Grants

Massachusetts Institute of Technology

To develop a low-cost monitor for measurements of volatile organic compounds in the indoor environment

  • Amount $299,424
  • City Cambridge, MA
  • Investigator Jesse Kroll
  • Year 2018
  • Program Research
  • Sub-program Chemistry of Indoor Environments

Test bed studies require Chemistry of Indoor Environment researchers to be able to make important indoor chemistry measurements quickly and at low cost. Unfortunately, there are no good low-cost sensors for volatile organic compounds (VOCs). This grant funds an effort to build one. It’s an important effort. Many VOCs are harmful to human health and even those that aren’t can react with oxidants, eventually leading to new particle and aerosol formation.

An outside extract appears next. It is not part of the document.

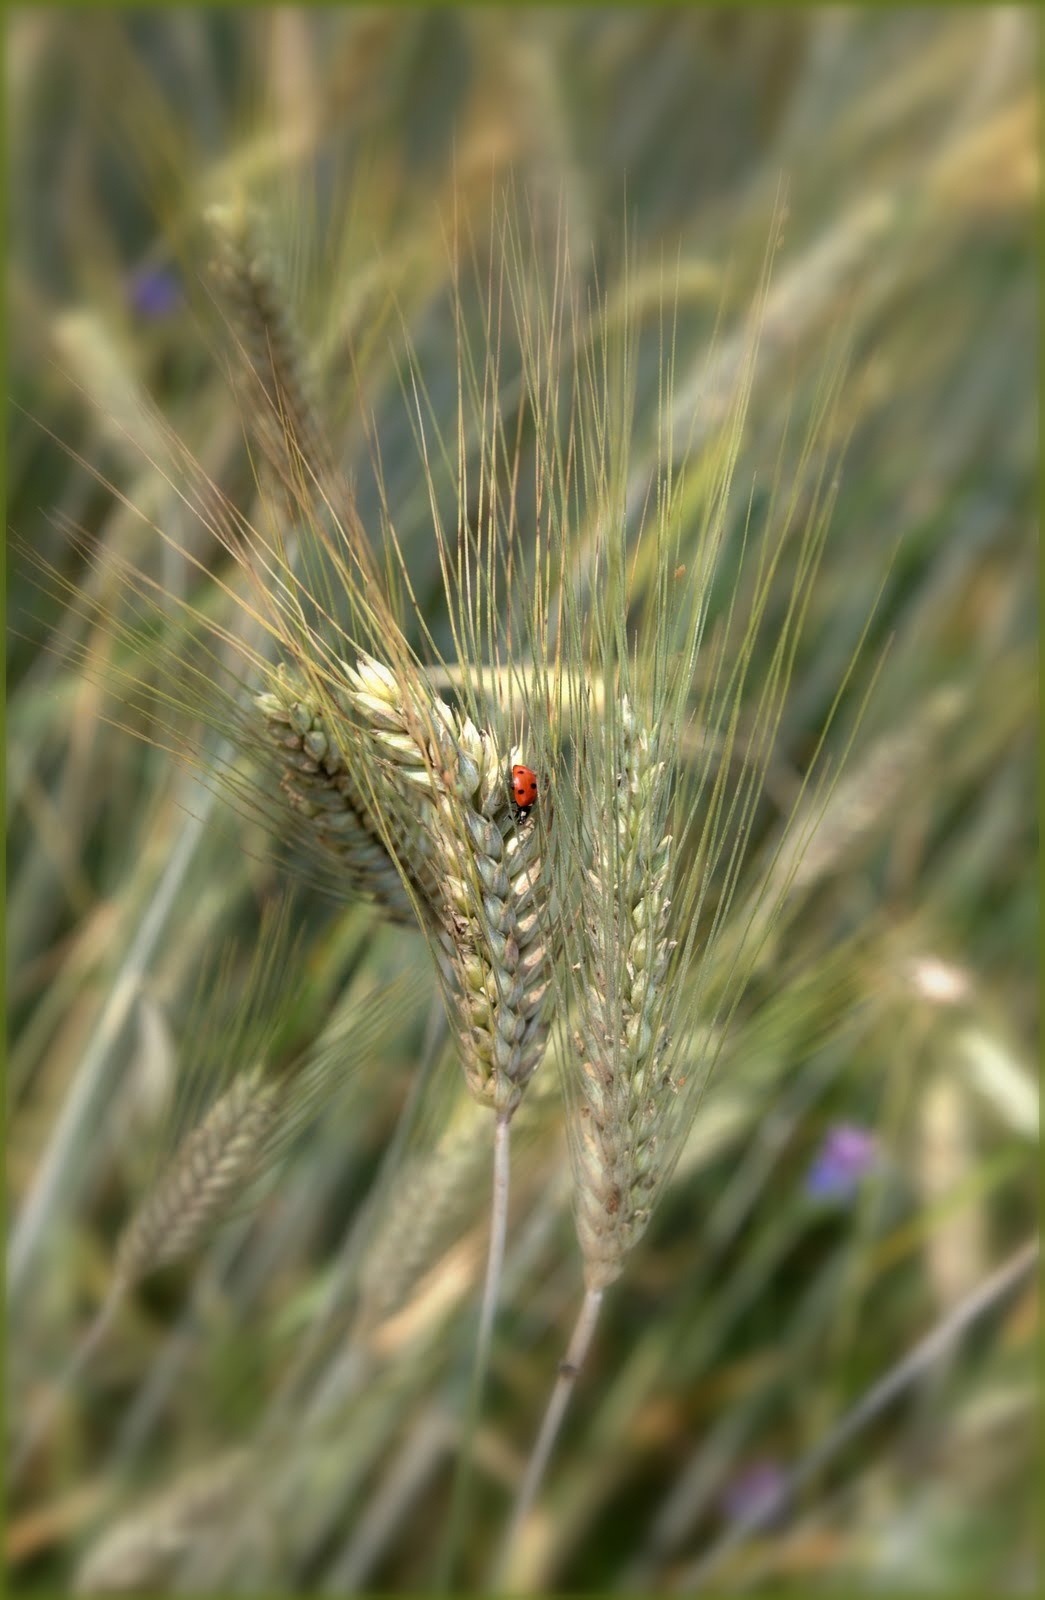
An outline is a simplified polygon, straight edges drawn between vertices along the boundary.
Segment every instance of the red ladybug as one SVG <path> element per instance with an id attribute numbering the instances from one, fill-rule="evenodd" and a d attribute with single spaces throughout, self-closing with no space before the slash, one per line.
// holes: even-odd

Over the next three years, Jesse Kroll—Associate Professor of Civil and Environmental Engineering and Associate Professor of Chemical Engineering at the Massachusetts Institute of Technology—will attempt to develop a low-cost monitor for measurements of volatile organic compounds in the indoor environment. The work plan has two major parts: the construction, characterization, and optimization of the VOC monitor, and the use of several such monitors in real indoor environments, providing both a proof-of-concept and initial measurements of indoor VOC levels. The primary output of this project will be the monitor and associated algorithms as well as the associated research results. Descriptions of the optimized monitor design and calibration algorithms will be disseminated broadly via the peer-reviewed, open-access literature and conference presentations. At least one graduate student will be trained.